ROMA – “I miei sogni ad oggi si sono realizzati tutti e mai lo avrei pensato, ma ce ne sono sempre di nuovi, altrimenti vuol dire che hai chiuso. Bisogna lavorare sempre duro”. Sono parole che risuonano come un manifesto, quelle pronunciate da Claudio Ranieri a margine della XX edizione del “Premio ASI Sport & Cultura”. In una cornice prestigiosa come il Salone d’Onore del CONI, l’attuale consulente dei Friedkin e icona del calcio italiano ha ricevuto il premio “Italiani nel Mondo”, un riconoscimento alla sua straordinaria carriera che lo ha visto trionfare in Inghilterra con il Leicester e lasciare un’impronta indelebile in ogni piazza in cui ha lavorato.
Un Cuore Giallorosso e il Ricordo di una Cavalcata Emozionante
Inevitabile, per un uomo visceralmente legato alla Capitale, un pensiero alla sua Roma. Ranieri ha ricordato con emozione la quasi rimonta Champions della passata stagione, sottolineando il ruolo fondamentale di due componenti: la squadra e il suo pubblico. “Lo scorso anno ho avuto la fortuna di avere dei ragazzi d’oro e abbiamo avuto sempre minimo 60mila tifosi che ci soffiavano dietro”, ha dichiarato, rievocando l’atmosfera magica dell’Olimpico. Un’onda di passione che ha spinto la squadra oltre i propri limiti, un concetto che Ranieri aveva ben chiaro fin dal suo arrivo: “L’avevo detto quando sono arrivato: da solo non ce la faccio, ho bisogno dell’aiuto di tutti. E i tifosi ci sono stati dietro, ci hanno spinto e sostenuto”. Un legame indissolubile, quello tra Sir Claudio e la sua gente, che affonda le radici in un passato da tifoso in Curva Sud, un sogno di bambino poi diventato realtà.

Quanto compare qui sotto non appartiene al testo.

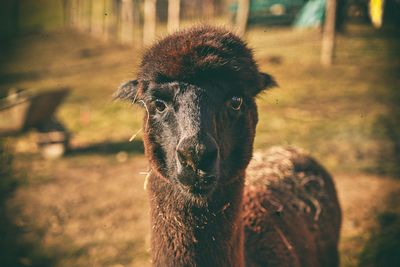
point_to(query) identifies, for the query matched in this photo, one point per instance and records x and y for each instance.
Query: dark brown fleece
(285, 213)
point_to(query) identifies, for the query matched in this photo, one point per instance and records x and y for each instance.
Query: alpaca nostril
(201, 156)
(208, 159)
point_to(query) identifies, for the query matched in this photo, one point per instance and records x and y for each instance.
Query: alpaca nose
(199, 155)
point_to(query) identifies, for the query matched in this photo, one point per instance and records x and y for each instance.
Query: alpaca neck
(185, 234)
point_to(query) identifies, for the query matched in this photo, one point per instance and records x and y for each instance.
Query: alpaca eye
(236, 102)
(160, 105)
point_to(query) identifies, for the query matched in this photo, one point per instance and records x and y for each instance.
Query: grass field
(89, 208)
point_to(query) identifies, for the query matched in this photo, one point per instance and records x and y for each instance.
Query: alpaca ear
(267, 81)
(127, 91)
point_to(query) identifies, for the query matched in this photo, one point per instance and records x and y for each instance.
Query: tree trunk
(149, 26)
(127, 21)
(242, 16)
(328, 37)
(208, 8)
(173, 15)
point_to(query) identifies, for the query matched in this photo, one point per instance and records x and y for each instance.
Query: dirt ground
(90, 209)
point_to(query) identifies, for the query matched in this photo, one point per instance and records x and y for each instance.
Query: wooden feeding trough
(21, 111)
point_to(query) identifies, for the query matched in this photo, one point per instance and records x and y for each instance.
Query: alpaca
(199, 87)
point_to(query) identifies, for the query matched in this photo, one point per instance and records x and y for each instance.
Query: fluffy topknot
(202, 54)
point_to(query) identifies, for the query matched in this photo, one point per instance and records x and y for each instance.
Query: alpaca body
(282, 220)
(198, 88)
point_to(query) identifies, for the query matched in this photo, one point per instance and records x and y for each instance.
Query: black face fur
(198, 87)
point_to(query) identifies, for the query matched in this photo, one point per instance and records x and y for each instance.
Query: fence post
(242, 16)
(149, 25)
(328, 36)
(173, 15)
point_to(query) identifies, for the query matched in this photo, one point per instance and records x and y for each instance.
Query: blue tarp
(311, 15)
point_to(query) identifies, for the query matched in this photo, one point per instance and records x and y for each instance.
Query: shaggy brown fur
(199, 87)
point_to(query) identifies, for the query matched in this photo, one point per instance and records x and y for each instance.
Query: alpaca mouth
(199, 185)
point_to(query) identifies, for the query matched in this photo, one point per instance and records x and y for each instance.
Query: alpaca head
(198, 87)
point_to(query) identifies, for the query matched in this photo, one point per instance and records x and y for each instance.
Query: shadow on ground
(384, 245)
(14, 250)
(134, 147)
(387, 127)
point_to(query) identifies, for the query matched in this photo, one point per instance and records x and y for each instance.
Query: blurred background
(71, 184)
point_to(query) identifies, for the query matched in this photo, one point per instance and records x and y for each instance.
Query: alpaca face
(198, 88)
(199, 136)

Tuttavia, con la professionalità che lo contraddistingue, interrogato sulla partita serale dei giallorossi, ha preferito glissare: “È una gara importante, non fatemi dire altro”. Un modo per non interferire e rispettare i ruoli, in un contesto celebrativo diverso dal campo di gioco.

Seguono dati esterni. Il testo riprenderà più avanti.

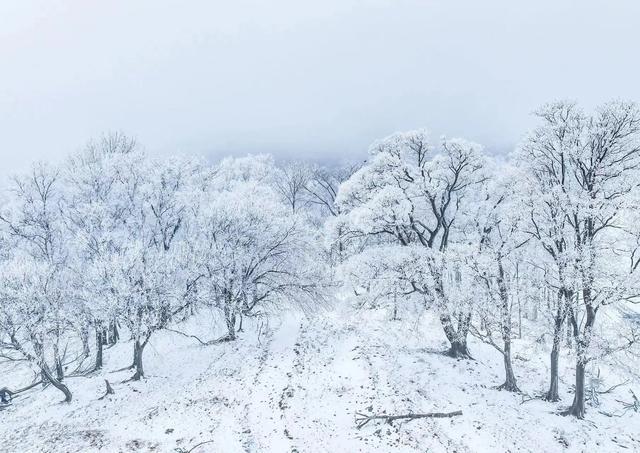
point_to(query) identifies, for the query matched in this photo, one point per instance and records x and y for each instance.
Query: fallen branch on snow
(223, 339)
(363, 419)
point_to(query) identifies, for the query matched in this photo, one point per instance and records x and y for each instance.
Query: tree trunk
(46, 373)
(84, 336)
(505, 315)
(457, 337)
(510, 383)
(99, 343)
(230, 319)
(552, 393)
(138, 349)
(58, 362)
(115, 334)
(577, 407)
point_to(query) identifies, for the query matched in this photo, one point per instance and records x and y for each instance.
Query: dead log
(363, 419)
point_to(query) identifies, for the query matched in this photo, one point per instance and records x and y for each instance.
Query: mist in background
(317, 80)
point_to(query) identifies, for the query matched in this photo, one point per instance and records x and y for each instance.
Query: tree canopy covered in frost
(114, 245)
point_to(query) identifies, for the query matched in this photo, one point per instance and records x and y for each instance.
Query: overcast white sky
(299, 78)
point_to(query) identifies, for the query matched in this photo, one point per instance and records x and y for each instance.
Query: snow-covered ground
(297, 386)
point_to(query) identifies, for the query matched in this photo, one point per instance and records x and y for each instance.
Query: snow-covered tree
(589, 165)
(495, 229)
(410, 193)
(253, 253)
(35, 293)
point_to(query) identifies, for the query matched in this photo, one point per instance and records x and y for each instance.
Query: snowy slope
(296, 388)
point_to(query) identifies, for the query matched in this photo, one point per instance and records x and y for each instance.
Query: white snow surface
(295, 386)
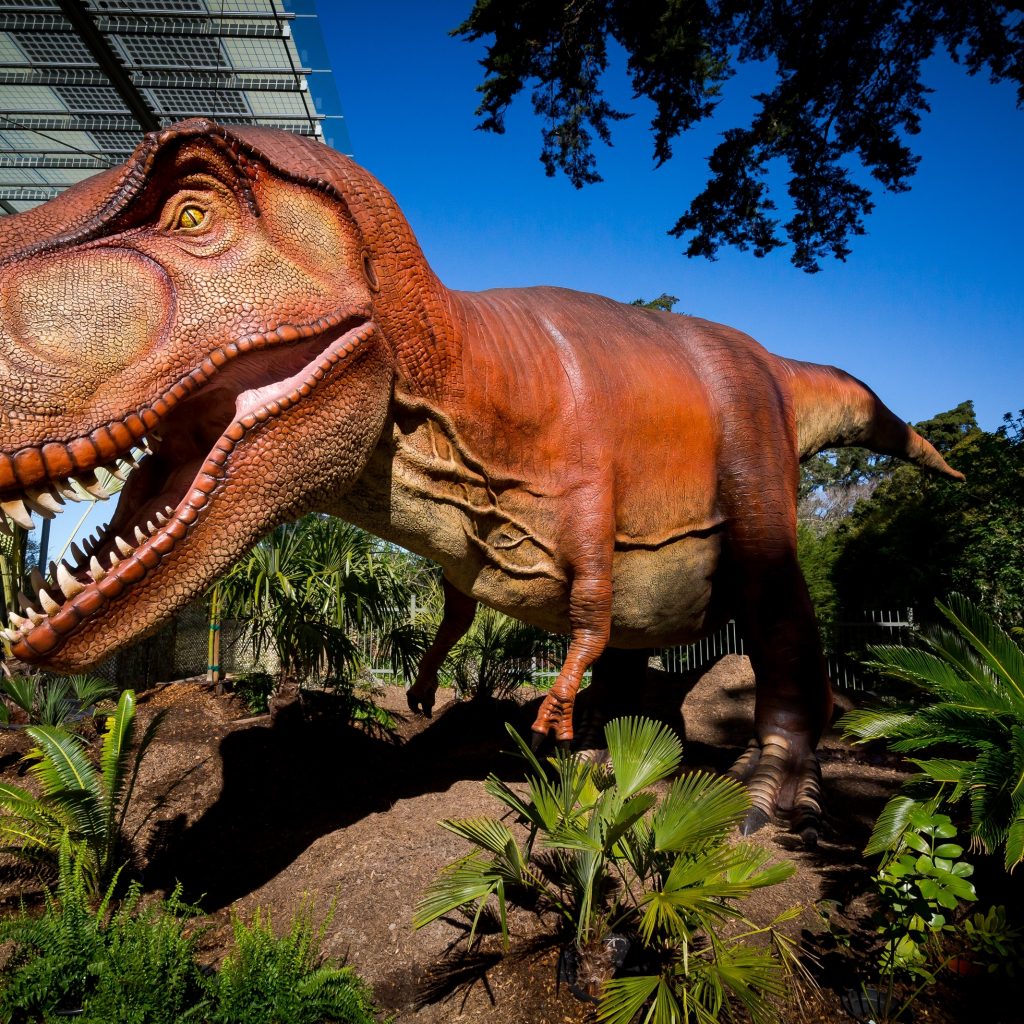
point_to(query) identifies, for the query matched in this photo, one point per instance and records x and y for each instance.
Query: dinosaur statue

L’Analisi Lucida sul Calciomercato: “L’Inghilterra fa da padrone”
Dalla passione per il campo all’analisi lucida delle dinamiche economiche che governano il calcio moderno. Ranieri ha offerto una prospettiva chiara sulle difficoltà del calciomercato per i club italiani, schiacciati dalla strapotere finanziario della Premier League. “Quando ci dicono comprate qualcuno… poi il Chelsea spende 50-70 milioni per ragazzi di 16-17 anni, per questo trovare giocatori non è facile”, ha commentato. Una riflessione amara ma realistica, che evidenzia come la capacità di spesa dei club inglesi renda la competizione impari. “In Inghilterra hanno i soldi e la fanno da padrone”, ha aggiunto senza mezzi termini.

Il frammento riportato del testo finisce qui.